In April 2011, the OEC ruled that the Geauga Constitutional Council (GCC), a small, unincorporated entity, was a PAC under Ohio law. Although the commission ruled that the organization’s primary purpose was not to engage in political activity, engaging in politics was one of the organization’s major purposes based on the organization’s mission statement, excerpts from its website, and a single voter guide. Yet, as noted in the petition, “no finding was ever made that these statements and publications comprised a majority, plurality, or even a substantial portion of the Council’s activity or expenditures.”
“OEC did not conduct a thorough investigation before ruling that GCC must register with the government,” said CCP Legal Director Allen Dickerson. “It appears that the OEC can pick what information to examine, and then subject organizations to registration and reporting requirements based solely on some evidence of some political activity. That is not and should not be the law.”
“The Ohio Court of Appeals applied the First Amendment in a manner inconsistent with the major purpose test required by Buckley and Massachusetts Citizens for Life v. FEC,” said CCP Chairman Bradley A. Smith. “Inconsistency in determining which organizations are PACs leaves issue advocacy groups vulnerable to unconstitutional governmental oversight. Ohio’s statute and its enforcement by the OEC are inconsistent with Supreme Court precedents and the First Amendment.”
“Corsi v. OEC provides an opportunity for the Court to declare the major purpose test mandatory, and to require the states to undergo analysis already required at the federal level,” added Dickerson.

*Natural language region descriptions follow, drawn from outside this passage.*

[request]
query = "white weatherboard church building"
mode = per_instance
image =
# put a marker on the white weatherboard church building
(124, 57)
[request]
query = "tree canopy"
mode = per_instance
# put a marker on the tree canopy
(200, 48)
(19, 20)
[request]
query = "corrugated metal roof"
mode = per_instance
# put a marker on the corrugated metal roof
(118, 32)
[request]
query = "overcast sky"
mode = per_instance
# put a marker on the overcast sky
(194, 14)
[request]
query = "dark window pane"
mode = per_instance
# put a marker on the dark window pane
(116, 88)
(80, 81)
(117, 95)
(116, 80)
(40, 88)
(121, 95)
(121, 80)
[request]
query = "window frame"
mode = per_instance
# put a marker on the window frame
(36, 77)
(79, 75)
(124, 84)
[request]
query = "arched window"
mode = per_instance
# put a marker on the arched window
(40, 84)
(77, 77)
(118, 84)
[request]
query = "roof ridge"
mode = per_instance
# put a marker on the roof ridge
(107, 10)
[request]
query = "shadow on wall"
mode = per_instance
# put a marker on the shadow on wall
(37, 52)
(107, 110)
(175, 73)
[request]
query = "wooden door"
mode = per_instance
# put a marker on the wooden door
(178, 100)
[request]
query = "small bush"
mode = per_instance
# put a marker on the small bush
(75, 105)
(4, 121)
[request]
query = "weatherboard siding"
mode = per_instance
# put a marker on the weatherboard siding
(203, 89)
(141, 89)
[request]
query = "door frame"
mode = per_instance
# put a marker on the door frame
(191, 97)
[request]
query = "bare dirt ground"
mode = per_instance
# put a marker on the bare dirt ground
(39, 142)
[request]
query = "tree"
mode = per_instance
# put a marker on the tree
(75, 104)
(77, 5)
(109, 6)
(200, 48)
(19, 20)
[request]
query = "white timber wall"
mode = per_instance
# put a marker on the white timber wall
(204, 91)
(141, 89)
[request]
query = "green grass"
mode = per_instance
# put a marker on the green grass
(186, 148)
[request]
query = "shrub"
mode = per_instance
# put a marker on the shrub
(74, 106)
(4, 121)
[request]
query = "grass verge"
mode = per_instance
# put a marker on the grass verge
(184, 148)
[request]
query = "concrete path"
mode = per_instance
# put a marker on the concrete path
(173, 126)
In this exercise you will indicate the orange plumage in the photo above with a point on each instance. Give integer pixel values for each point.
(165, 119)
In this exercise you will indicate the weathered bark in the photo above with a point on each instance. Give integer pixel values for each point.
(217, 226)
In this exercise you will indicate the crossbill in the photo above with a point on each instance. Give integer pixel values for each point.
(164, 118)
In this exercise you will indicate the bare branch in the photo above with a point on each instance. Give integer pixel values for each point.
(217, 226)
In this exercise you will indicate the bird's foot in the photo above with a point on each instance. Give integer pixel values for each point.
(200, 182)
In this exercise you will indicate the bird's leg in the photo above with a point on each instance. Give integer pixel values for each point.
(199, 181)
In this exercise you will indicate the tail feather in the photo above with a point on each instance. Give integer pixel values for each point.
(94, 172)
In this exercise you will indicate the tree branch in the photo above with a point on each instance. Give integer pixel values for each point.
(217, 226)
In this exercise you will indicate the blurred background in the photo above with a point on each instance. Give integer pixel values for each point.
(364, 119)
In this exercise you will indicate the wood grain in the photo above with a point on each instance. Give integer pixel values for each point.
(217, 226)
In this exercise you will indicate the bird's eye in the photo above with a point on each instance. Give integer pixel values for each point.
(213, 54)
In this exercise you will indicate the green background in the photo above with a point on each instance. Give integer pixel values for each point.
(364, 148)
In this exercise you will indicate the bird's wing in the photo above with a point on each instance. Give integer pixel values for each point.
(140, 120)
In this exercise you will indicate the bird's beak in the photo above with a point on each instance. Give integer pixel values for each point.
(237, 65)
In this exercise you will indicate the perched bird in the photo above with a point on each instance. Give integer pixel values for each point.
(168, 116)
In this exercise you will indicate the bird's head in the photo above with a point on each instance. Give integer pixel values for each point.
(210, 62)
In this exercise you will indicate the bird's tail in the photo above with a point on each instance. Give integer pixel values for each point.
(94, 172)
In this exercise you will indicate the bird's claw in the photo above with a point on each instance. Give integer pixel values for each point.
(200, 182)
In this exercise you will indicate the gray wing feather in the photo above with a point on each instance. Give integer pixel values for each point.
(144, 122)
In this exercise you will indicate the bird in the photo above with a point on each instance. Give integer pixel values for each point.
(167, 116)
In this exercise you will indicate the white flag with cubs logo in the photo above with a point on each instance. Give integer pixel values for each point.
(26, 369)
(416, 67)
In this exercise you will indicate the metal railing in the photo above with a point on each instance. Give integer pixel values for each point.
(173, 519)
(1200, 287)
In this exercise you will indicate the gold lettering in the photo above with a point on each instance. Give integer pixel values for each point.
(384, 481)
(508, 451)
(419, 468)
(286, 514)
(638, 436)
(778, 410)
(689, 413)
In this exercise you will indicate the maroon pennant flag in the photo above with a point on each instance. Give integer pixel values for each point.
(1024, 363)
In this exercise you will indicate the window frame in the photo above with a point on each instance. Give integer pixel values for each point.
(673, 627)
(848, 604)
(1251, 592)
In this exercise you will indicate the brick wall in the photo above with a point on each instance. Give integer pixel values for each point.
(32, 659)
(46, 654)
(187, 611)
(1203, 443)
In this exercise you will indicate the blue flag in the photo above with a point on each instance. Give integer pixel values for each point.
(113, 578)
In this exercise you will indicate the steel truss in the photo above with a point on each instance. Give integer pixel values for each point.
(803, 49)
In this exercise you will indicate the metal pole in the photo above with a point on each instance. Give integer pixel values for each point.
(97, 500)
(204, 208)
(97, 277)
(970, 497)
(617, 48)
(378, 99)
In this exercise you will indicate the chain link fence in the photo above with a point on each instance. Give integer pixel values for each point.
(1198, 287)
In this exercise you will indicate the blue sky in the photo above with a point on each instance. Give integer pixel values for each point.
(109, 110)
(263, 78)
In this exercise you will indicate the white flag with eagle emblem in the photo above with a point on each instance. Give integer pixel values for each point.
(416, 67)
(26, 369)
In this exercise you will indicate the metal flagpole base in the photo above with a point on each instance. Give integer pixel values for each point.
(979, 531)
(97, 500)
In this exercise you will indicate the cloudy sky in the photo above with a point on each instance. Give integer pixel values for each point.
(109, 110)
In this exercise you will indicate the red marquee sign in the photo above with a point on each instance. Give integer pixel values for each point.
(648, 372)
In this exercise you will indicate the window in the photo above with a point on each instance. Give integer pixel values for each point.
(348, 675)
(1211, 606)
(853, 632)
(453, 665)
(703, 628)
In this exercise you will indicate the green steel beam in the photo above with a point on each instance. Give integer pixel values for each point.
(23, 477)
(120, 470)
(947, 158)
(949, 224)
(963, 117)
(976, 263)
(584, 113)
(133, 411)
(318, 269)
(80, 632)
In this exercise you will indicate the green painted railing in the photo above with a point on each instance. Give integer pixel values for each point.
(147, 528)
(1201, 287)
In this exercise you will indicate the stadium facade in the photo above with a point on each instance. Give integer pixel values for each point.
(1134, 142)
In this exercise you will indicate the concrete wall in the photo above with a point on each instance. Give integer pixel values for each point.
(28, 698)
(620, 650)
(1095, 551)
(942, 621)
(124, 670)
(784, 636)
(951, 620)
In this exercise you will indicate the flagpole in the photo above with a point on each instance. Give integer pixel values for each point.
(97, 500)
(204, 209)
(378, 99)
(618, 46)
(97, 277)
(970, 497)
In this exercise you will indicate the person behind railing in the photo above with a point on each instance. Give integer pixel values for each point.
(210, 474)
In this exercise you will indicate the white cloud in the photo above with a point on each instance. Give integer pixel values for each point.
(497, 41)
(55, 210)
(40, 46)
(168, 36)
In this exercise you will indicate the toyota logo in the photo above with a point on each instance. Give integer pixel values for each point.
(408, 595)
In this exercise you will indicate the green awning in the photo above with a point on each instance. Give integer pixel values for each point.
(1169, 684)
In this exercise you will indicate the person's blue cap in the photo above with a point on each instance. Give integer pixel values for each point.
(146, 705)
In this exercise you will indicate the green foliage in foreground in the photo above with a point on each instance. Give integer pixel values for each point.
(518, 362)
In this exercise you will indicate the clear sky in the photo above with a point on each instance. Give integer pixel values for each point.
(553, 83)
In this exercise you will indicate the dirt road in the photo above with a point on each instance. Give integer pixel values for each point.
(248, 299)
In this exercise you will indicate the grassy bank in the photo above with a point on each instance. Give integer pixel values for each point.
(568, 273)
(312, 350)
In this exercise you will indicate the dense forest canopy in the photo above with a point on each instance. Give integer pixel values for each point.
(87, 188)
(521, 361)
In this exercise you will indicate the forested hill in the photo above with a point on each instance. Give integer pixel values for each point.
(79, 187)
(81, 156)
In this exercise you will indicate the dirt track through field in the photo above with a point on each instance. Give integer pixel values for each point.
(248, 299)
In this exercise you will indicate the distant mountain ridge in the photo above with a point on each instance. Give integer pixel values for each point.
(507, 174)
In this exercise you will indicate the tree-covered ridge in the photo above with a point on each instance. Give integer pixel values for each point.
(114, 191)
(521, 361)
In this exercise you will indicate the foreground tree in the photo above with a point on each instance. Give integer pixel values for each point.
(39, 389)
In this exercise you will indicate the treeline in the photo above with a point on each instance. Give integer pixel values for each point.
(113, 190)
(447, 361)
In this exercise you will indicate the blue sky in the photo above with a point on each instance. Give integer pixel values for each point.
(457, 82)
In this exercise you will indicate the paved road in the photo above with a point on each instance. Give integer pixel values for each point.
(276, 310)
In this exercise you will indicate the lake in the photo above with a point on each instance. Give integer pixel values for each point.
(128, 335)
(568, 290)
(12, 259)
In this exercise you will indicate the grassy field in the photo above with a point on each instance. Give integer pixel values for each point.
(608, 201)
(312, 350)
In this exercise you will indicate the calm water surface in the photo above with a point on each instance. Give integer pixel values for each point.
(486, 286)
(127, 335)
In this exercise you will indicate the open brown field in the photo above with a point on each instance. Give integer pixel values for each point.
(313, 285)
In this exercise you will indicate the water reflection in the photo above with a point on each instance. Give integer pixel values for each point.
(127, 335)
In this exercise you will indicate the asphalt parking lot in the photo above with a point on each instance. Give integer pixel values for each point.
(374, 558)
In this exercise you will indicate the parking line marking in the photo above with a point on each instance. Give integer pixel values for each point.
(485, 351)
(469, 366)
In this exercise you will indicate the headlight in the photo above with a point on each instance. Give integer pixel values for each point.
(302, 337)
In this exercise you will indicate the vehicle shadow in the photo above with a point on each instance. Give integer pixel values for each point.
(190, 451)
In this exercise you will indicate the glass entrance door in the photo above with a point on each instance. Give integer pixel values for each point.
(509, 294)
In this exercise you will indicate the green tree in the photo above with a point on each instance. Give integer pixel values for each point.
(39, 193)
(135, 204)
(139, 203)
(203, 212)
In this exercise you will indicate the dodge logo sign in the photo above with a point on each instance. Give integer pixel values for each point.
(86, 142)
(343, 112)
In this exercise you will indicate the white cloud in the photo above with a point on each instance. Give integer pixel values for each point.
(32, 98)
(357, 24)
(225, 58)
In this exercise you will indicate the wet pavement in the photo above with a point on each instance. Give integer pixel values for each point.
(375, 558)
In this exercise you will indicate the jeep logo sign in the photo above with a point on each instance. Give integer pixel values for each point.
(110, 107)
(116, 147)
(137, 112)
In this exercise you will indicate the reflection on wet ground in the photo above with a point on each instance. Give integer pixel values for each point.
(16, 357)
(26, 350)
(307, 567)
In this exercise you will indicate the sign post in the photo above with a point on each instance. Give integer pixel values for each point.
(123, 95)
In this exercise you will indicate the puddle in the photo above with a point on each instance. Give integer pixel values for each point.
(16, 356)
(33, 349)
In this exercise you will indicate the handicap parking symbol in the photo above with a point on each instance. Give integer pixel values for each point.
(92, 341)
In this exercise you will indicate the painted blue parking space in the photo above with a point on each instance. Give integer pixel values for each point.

The petition warns that “Unless this Court weighs in, the major purpose requirement is poised to become a dead letter in the states. . . . Many states, including Ohio, have adopted systems whose vague and overbroad triggers ‘offer no security for free discussion’ — the very harm Buckley sought to avoid.”
The questions presented by the petition are:
- May the major purpose test for political committee status, established by this Court in Buckley v. Valeo and FEC v. Mass. Citizens for Life, be satisfied without finding that regulated activity comprises the majority of an organization’s activity or expenditures?
- May a state meet its burden of demonstrating an organization’s major purpose without determining the portion of its expenditures directed toward political communications?